It is particularly popular in jams and jellies due to its high levels of pectin and it is the main ingredient in the well known Spanish membrillo, a quince paste which is commonly served alongside Manchego cheese.


Born in Caucasus where it still grows wild today, the quince made its journey west across to the Mediterranean regions of Europe around 600BC. In ancient Greece, the quince was heralded as a fruit of love, marriage and fertility and it was often given as a wedding gift to the bride to sweeten her breath.

The quince made its way to England in 1275 when Edward I ordered that quince trees be planted at the Tower of London. Thereafter, it was a common ingredient in jams, jellies, crumbles and pies and was often served alongside rich cuts of meat.


The quince (cydonia oblonga) is the sole member of the genus cydonia and belongs to the Rosaceae family, along with apples and pears. It grows on small bush trees and is usually ready for harvest in late October, when it is golden yellow in colour and beautifully fragrant.


Look out for firm fruit with a golden yellow skin. It is unlikely that you will find quinces in the supermarket; instead, seek them out at your local farmers market from around the end of October when the quince season begins.

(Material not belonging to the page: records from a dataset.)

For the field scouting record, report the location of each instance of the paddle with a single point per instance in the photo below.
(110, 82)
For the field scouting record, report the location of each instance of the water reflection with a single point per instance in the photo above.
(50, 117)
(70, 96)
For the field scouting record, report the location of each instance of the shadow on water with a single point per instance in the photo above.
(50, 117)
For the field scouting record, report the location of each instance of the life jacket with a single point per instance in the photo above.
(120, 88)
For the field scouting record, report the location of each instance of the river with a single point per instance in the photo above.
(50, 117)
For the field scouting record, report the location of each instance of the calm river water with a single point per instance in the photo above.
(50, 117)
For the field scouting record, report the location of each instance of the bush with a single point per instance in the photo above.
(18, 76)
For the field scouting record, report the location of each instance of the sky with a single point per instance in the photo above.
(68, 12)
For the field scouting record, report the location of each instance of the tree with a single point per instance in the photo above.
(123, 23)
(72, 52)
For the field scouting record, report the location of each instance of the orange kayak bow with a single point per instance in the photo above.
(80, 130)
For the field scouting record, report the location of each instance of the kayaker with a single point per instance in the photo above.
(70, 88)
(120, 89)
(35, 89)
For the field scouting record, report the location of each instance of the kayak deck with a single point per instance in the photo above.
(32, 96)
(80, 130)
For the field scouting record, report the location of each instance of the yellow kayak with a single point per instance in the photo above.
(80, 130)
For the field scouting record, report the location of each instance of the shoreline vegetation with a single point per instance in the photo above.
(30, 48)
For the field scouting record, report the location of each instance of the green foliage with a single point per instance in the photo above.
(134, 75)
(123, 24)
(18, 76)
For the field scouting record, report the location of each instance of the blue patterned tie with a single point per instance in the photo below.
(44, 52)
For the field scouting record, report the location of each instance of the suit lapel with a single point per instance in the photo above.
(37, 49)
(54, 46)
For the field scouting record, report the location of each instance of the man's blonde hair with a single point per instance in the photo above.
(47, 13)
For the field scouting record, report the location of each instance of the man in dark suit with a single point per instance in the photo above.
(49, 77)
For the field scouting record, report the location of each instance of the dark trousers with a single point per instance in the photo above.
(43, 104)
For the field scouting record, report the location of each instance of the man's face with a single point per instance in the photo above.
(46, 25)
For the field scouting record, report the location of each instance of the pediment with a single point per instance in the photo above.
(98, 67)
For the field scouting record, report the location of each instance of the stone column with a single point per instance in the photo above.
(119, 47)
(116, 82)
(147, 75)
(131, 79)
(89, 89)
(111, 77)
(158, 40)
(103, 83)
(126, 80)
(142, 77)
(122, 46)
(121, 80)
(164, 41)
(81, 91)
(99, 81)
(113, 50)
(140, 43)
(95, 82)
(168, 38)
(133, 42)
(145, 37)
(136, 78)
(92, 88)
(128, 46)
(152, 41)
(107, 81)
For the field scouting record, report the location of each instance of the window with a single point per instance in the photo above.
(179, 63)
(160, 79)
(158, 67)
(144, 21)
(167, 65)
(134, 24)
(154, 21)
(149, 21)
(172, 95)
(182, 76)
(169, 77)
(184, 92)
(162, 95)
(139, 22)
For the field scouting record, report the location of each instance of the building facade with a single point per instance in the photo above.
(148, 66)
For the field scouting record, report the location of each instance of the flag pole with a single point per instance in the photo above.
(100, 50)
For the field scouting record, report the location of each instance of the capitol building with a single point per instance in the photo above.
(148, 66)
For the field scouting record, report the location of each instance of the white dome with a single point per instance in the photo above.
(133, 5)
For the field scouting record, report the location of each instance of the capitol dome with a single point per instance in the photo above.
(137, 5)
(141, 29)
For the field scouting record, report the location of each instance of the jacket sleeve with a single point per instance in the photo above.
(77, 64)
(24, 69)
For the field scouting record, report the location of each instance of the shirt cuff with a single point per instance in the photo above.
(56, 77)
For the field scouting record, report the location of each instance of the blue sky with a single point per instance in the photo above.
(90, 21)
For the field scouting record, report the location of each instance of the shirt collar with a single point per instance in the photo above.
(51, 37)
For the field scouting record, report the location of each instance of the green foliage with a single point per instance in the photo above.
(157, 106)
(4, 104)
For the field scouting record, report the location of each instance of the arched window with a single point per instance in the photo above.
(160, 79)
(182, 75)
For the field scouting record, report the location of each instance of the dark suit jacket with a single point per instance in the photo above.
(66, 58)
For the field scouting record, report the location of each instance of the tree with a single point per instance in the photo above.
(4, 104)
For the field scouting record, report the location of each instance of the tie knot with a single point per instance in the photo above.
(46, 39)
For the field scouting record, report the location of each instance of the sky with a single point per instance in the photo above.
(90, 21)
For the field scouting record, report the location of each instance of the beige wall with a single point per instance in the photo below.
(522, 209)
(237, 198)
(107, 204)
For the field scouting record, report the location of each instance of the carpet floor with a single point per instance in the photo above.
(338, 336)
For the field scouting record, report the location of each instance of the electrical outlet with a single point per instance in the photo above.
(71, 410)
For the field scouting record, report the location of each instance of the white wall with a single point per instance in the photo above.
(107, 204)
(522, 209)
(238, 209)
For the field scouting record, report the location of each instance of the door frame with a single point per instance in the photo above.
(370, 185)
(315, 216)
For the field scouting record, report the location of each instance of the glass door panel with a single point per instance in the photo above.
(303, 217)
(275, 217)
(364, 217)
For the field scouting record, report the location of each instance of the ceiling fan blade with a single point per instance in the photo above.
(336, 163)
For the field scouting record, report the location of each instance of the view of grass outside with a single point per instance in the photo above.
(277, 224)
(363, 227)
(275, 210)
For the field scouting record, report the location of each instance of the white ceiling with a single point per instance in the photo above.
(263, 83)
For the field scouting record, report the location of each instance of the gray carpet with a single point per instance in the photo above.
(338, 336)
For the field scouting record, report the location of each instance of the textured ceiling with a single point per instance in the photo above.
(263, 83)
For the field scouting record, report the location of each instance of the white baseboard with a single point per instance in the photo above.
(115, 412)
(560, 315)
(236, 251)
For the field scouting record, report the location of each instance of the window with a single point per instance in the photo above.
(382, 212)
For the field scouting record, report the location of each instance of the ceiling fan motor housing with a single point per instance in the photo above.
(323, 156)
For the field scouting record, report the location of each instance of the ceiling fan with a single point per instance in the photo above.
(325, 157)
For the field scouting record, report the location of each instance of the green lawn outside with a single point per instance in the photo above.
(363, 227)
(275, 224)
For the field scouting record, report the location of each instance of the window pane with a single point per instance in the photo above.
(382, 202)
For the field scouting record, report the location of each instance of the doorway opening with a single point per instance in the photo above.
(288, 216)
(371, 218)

Quinces store very well if kept in cool and dry conditions and can keep for a month or two. Wrap quinces and keep refrigerated until you are ready to use them. They have a strong (but pleasing) aroma, so it is best to store them away from other fruits.

Fresh off the tree, quinces tend to be covered in a light, downy fur which should be rubbed off under a tap before the fruit is prepared. It is best to remove the tough skin of the quince which can be tricky to do with a knife, but easier with a vegetable peeler. The flesh of the fruit oxidises rapidly when exposed to the air, so squeeze half a lemon or lime over the flesh of the quince to prevent it from going brown.

Raw quince is unpleasantly acidic - cooking softens and sweetens the flesh whilst turning it a rather fetching golden pink colour.


Before quince recipes started to appear in Medieval English recipe books in the 16th Century, it was common for quince pastes to be imported to England from Portugal, Spain and France. In Medieval England, quince paste used to be prescribed by apothecaries to assist with digestion. This may have been why quince, in various forms, was often served alongside rich meats or after the meal.